“Ser alfista não é um passatempo.”
Certa vez ouvi a frase acima e fiquei pensando como um automóvel, ou melhor, uma casa automobilística, poderia ter gerado em sua história tamanha distinção, mesmo tendo passado por momentos difíceis e até mesmo perdido muito da sua fleuma original nos modelos mais recentes.
Inegável que existe um esforço em preservar a força e tradição da marca, mesmo com a necessidade de adaptar seus produtos para aquilo que a realidade pedia ou a saúde financeira da empresa permitia, alguns conceitos sempre foram mantidos, como uma crença absoluta e irrefutável. A disposição dos instrumentos (sempre analógicos) no painel de instrumentos, o acerto da suspensão e o cuidado com o som que é produzido pelo escapamento foram sempre pontos de atenção dos projetistas.

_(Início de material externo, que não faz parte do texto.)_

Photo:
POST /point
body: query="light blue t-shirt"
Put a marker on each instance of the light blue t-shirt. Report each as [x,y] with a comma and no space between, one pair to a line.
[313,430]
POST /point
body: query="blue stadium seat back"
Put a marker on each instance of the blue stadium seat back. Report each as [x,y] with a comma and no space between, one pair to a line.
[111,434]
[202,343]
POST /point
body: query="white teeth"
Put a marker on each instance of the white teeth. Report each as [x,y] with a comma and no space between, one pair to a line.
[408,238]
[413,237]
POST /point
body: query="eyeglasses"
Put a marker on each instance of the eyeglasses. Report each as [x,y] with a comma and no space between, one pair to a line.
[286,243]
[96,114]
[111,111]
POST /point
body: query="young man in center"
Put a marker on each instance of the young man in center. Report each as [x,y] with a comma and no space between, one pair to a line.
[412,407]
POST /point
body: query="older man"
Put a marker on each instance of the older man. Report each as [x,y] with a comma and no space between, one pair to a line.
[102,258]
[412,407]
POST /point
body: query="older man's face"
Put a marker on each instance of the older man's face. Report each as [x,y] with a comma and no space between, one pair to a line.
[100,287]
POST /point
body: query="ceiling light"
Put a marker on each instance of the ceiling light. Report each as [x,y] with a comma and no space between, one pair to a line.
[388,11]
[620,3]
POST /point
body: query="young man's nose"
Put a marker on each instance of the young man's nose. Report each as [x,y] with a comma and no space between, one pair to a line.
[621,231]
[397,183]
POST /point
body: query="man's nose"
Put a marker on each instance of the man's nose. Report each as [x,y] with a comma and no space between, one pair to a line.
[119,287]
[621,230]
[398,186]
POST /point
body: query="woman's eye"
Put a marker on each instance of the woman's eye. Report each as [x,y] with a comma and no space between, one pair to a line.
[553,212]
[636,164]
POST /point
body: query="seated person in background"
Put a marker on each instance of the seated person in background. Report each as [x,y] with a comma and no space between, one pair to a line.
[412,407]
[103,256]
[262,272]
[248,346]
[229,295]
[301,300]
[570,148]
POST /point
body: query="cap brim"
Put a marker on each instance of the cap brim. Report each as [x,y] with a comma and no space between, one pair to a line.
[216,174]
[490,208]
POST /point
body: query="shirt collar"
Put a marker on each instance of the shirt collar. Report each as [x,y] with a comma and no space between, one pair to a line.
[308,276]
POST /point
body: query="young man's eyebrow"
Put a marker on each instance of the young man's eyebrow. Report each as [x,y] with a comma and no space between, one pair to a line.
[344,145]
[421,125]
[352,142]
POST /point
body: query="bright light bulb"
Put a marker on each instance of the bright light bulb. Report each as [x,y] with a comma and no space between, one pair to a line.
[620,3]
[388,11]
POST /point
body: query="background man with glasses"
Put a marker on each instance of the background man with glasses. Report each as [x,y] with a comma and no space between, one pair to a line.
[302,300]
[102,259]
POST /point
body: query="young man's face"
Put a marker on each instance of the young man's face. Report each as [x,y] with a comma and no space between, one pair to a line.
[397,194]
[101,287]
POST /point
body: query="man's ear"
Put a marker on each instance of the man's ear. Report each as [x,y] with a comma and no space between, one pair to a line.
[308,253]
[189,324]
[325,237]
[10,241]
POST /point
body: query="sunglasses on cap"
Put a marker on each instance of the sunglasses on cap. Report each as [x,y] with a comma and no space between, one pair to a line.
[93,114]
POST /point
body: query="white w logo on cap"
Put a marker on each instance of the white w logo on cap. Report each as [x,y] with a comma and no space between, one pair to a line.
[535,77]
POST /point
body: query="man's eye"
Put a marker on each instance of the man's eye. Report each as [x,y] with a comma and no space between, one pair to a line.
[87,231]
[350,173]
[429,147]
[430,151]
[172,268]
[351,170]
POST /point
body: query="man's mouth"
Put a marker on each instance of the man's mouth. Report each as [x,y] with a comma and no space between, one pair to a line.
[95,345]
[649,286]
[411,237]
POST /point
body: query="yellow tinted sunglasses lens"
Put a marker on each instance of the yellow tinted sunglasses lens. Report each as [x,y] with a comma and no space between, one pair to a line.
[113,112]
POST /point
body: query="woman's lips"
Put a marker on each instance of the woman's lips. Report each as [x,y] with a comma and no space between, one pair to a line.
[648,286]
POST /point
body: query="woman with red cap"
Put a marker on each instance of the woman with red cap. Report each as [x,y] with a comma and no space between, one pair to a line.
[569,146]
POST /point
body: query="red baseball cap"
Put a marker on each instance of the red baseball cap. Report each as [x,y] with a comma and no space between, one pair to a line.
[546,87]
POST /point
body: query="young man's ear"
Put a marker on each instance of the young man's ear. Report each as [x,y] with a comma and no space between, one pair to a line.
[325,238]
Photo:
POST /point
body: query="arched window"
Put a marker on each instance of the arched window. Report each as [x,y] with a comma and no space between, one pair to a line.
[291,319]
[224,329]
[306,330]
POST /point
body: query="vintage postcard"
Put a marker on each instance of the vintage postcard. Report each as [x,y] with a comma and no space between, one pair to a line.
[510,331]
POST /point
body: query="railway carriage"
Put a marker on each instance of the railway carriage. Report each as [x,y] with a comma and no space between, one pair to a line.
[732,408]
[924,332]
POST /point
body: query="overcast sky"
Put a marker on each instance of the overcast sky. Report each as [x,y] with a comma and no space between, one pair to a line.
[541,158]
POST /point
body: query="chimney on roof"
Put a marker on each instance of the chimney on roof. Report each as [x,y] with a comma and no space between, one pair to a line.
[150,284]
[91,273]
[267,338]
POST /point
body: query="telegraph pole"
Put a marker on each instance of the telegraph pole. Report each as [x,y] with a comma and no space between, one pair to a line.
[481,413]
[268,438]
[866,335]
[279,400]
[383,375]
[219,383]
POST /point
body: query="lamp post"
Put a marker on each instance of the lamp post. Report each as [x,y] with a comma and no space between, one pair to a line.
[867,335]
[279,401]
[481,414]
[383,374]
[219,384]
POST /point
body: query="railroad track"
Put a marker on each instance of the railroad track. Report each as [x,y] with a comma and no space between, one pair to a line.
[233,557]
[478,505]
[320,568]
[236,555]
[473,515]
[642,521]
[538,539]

Outra ação de sucesso para a sustentação do que representa ter um Alfa Romeo sempre foi executada com primor pela equipe de marketing da empresa, os temas das campanhas, slogans e material publicitário não amuavam, mesmo quando sua missão era promover um apático design ou um motor menos potente, as frases fortes, as cores e imagens de efeito estavam ali, presentes.
O tema utilizados por exemplo, para altear o lançamento do último Giulietta em 2010, foi simplesmente inspirado no texto de William Shakespeare “A Tempestade”. Uma de suas proposições mais famosas, atribuída à personagem Prospero, “Somos feitos da mesma matéria com a qual são construídos os sonhos”, foram adaptados com sabedoria nos comercias do novo modelo.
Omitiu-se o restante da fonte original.